I didn't plan on going to HT's. There was never the intention of surfing HT's, or Lance's Right. I booked a ticket from London to Singapore, and the plan was to get across to Sumatra and find a way to Nias.

Being There.

Getting to Nias in 1996 was transcendental. After Singapore, I just started moving, and I would climb on board taxis, meet people in Sumatra and sleep in their houses and drink bitter kopi in the morning before moving on to the next cab. It took days to get to Sibolga and then a night there, before another full day to reach Nias.

There have been a few little rumours floating around in 1996 about the Mentawais. People spoke of the Indies Trader and Enggano. They spoke of a myriad of perfect reefs, but not much was known. At Nias however, a surfer had hired a feral boat and had headed down to the Mentawais. He had scored. The captain from Nias knew the deal.

We took the overland route, and head down Sumatra, aimed for Padang. The journey to Padang from Sibolga was torturous. It took us days and days of travelling through the poor heart of Sumatra. There was not much to see except poor people, wet villages, and TV's everywhere. Every shack had a TV, and some had two.

Padang, 1996.

The jump-off spot to the Mentawais had seen very little surfer traffic in 1996, and locals treated us with curiosity and interest. The backstreets of Padang back then were wild. It was busy and poor, but it still felt strangely safe. People wanted to sell you things and to talk, but there was no chance of being robbed, or of having stuff stolen. We were in safe hands with the locals.

The Local Ferry

The ferry to the Mentawais was a junk ship, and it was a wooden pile of junk. The Fast Boat didn't exist, and about a hundred people overcrowded this local ferry. We were stuck in the sand in the harbour and waited for the tide to move before we got going. Locals slept everywhere, on our surfboards and our bags. It was unbelievably hot, with thousands of cockroaches crawling all over the hold.

The Other Side

When we landed in the Mentawais, at some arbitrary port, there was a market on the go. People flocked to the port to see their friends and families who were coming over. We were a curiosity again. There had been a few surfers, but no one head down the local ferry and had just breezed past in the luxurious boats like the Indies Trader. We ate some food, and I used the 'bathroom' – a tiny square on the edge of the food shop that had an open conduit that ran into the sea. The toilet had a door that didn't close and a low wall. People watched me.

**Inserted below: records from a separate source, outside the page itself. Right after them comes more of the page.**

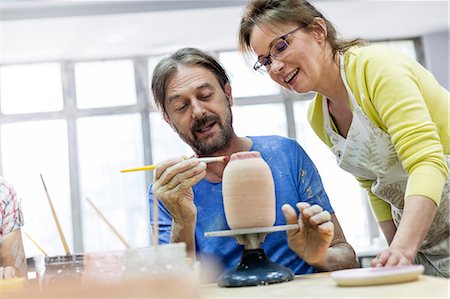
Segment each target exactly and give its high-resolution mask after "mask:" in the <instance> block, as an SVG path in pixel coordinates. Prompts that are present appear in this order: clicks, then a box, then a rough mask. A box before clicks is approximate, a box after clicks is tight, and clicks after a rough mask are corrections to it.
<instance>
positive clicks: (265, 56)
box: [253, 25, 303, 71]
mask: <svg viewBox="0 0 450 299" xmlns="http://www.w3.org/2000/svg"><path fill="white" fill-rule="evenodd" d="M300 28H303V25H302V26H300V27H297V28H295V29H294V30H292V31H290V32H288V33H286V34H284V35H282V36H280V37H279V38H277V39H276V40H275V41H274V42H272V46H271V47H270V50H269V55H267V56H264V57H260V58H259V59H258V61H256V63H255V64H254V65H253V69H254V70H255V71H262V70H266V71H269V68H270V65H271V64H272V58H275V59H279V58H282V57H283V56H284V55H286V53H287V52H288V51H287V50H288V49H289V43H288V42H287V38H288V37H289V36H290V35H291V34H293V33H294V32H296V31H297V30H299V29H300Z"/></svg>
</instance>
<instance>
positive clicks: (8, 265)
mask: <svg viewBox="0 0 450 299" xmlns="http://www.w3.org/2000/svg"><path fill="white" fill-rule="evenodd" d="M22 226H23V215H22V211H21V209H20V202H19V198H18V197H17V194H16V191H15V190H14V188H13V187H12V186H11V185H10V184H9V183H8V182H6V181H5V180H4V179H3V177H1V176H0V279H5V278H13V277H26V275H27V265H26V258H25V252H24V249H23V244H22V234H21V227H22Z"/></svg>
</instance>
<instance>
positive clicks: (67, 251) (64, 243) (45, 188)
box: [40, 174, 70, 255]
mask: <svg viewBox="0 0 450 299" xmlns="http://www.w3.org/2000/svg"><path fill="white" fill-rule="evenodd" d="M40 176H41V180H42V185H44V189H45V194H46V195H47V199H48V203H49V205H50V209H51V210H52V214H53V219H55V223H56V228H57V229H58V233H59V237H60V238H61V242H62V243H63V246H64V251H65V252H66V255H70V250H69V246H68V245H67V242H66V238H65V237H64V233H63V231H62V228H61V224H60V223H59V220H58V216H56V212H55V209H54V208H53V203H52V200H51V198H50V194H48V191H47V186H45V182H44V178H43V177H42V174H40Z"/></svg>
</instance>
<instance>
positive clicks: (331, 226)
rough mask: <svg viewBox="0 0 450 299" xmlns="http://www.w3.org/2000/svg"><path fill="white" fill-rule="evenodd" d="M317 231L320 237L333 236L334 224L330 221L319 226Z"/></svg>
mask: <svg viewBox="0 0 450 299" xmlns="http://www.w3.org/2000/svg"><path fill="white" fill-rule="evenodd" d="M318 230H319V233H320V234H322V235H328V236H334V224H333V222H331V221H327V222H325V223H322V224H320V225H319V226H318Z"/></svg>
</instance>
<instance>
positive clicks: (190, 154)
mask: <svg viewBox="0 0 450 299" xmlns="http://www.w3.org/2000/svg"><path fill="white" fill-rule="evenodd" d="M150 130H151V136H152V157H153V161H154V163H158V162H161V161H164V160H166V159H169V158H173V157H179V156H187V157H190V156H192V155H193V154H194V152H193V151H192V149H191V148H190V147H189V146H188V145H187V144H186V143H184V141H183V140H181V139H180V137H179V136H178V134H177V133H176V132H175V131H174V130H173V129H172V128H171V127H170V126H169V124H168V123H166V122H165V121H164V119H163V117H162V114H161V112H159V111H157V112H152V113H150ZM168 149H170V150H168Z"/></svg>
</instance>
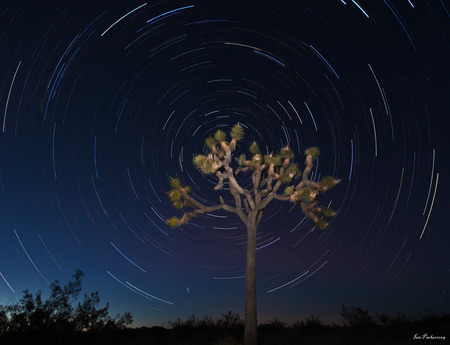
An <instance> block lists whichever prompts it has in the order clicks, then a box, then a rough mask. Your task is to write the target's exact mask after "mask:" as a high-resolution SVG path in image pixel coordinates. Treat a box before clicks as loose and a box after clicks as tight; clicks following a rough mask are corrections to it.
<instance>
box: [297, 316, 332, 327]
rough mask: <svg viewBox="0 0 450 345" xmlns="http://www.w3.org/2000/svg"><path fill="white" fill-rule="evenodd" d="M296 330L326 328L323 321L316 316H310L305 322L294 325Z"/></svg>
mask: <svg viewBox="0 0 450 345" xmlns="http://www.w3.org/2000/svg"><path fill="white" fill-rule="evenodd" d="M293 327H294V328H310V329H318V328H323V327H325V326H324V324H323V323H322V321H321V320H320V319H319V317H318V316H316V315H311V316H308V317H307V318H306V319H305V321H301V322H299V321H297V322H296V323H294V325H293Z"/></svg>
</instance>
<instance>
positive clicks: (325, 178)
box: [319, 176, 340, 189]
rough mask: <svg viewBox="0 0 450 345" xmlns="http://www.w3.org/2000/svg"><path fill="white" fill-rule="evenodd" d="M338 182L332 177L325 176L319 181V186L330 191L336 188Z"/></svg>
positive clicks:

We eventually hired a local outrigger to take us around, to where a hand-drawn map had an X marked in a little bay. When we showed the skipper of the boat the spot, he knew where we were going.

It took us two hours in the beating sun to reach the bay. The outboard died twice. We were safe, inside the reef, but we drifted for a while as he desperately tried to coach the engine back to life.

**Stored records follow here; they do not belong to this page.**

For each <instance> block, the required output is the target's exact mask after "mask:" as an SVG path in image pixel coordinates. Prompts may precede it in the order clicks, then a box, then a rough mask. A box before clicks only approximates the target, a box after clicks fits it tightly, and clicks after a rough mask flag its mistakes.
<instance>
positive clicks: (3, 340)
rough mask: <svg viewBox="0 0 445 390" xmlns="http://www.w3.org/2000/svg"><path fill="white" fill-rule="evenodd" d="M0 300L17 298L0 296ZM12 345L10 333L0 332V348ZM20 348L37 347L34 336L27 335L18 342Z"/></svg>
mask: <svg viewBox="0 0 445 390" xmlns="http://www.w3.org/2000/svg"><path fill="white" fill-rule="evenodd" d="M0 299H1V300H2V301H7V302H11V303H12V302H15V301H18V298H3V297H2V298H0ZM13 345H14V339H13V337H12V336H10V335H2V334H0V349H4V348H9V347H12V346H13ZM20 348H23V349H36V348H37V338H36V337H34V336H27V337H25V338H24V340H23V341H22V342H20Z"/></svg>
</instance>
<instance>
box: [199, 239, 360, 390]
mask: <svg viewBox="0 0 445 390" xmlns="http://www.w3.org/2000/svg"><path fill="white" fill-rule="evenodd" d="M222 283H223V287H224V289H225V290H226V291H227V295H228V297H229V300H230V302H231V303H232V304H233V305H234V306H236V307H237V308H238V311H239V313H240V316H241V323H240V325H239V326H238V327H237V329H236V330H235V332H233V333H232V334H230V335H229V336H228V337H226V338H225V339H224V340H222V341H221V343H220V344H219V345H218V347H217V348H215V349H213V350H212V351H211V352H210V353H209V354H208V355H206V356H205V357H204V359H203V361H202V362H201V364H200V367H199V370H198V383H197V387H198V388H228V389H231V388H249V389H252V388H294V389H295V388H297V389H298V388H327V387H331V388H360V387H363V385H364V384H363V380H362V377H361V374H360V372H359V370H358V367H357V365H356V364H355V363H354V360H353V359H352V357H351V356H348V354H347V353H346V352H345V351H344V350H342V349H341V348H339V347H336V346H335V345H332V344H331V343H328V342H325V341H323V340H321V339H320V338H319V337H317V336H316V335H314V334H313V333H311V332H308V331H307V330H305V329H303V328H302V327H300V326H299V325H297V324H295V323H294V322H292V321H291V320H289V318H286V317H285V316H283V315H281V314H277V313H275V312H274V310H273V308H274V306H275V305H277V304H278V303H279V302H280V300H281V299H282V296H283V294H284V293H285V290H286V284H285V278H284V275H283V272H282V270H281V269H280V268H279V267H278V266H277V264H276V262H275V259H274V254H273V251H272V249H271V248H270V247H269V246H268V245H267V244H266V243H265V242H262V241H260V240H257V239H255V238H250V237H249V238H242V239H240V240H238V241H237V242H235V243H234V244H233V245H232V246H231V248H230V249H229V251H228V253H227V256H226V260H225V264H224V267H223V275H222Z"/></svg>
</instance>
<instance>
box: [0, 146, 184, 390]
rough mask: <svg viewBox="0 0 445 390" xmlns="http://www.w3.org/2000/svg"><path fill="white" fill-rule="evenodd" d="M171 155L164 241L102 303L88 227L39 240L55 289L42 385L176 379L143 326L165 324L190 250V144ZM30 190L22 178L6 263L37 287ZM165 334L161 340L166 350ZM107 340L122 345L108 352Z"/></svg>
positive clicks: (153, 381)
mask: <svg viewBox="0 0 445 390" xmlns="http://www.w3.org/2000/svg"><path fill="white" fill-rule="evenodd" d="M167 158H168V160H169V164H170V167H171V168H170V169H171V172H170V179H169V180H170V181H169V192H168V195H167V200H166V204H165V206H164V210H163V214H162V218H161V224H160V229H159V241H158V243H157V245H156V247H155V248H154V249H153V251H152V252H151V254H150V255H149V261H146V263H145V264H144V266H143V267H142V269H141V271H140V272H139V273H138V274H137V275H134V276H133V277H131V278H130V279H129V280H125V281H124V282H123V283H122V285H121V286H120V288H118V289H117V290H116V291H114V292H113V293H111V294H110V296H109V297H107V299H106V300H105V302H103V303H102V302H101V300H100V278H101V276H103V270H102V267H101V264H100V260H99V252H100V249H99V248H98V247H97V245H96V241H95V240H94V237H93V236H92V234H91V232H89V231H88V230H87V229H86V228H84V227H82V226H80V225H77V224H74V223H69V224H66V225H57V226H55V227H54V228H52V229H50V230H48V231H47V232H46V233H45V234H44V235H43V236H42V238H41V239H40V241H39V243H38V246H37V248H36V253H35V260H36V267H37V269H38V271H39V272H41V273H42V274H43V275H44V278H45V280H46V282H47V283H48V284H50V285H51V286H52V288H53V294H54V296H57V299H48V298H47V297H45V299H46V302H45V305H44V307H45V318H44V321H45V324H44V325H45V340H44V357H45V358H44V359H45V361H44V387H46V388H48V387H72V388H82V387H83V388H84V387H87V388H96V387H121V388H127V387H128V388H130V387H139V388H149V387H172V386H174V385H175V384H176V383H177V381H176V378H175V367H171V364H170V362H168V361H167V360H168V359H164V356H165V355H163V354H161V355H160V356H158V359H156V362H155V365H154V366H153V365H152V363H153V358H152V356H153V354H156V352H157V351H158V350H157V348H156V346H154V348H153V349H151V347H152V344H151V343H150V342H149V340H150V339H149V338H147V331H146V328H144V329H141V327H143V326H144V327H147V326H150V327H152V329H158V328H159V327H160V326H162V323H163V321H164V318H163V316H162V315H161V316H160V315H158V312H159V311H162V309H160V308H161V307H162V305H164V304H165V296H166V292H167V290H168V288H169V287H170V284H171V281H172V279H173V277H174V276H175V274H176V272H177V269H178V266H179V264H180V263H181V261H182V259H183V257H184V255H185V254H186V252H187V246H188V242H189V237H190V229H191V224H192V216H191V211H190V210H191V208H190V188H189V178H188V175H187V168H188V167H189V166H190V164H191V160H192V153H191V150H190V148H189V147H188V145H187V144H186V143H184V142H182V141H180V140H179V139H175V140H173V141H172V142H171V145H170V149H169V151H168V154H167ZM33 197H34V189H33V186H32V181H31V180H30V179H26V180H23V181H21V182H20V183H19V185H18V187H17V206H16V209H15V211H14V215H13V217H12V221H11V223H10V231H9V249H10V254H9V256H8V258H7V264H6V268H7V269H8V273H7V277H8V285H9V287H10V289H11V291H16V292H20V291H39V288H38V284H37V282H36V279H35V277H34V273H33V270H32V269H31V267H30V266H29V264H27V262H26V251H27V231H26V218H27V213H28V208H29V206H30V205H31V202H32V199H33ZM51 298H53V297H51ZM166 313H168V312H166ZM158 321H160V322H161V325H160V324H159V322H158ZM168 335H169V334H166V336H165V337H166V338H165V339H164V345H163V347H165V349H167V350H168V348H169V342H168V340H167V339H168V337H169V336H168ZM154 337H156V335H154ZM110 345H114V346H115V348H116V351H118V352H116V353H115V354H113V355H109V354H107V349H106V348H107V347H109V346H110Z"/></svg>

Eventually, we alighted at a small bay, and a few locals and the village elder came down to greet us. They grabbed our boards and our bags and helped us off the outrigger. They walked us in the village, and the village elder, Pak Hosien, invited us into his house.

Surfers had been here before. There were remnants of a surf magazine, and a few bits of surfboards lying around. There was a nose, a fin, and a piece of foam. We weren't the first, but not many had been before us.

We didn't have much of the language – this changed quickly – but we figured out that there had been a surfer before us who travelled alone to HT's. He had walked to Lance's Left – over the top – but had speared himself under his arm and had lost so much blood that he had nearly died in that very house. He had recovered, looked after by the locals, but no one knew what had happened to him when he left the island.

We slept on the dirty mattresses with make-shift mosquito nets that we all carried in our packs. We were exhausted, and sleep was comfortable. The next morning Lance's Right was six-foot, light offshore, with not a soul in sight. The view from the empty window frame was straight into the barrel.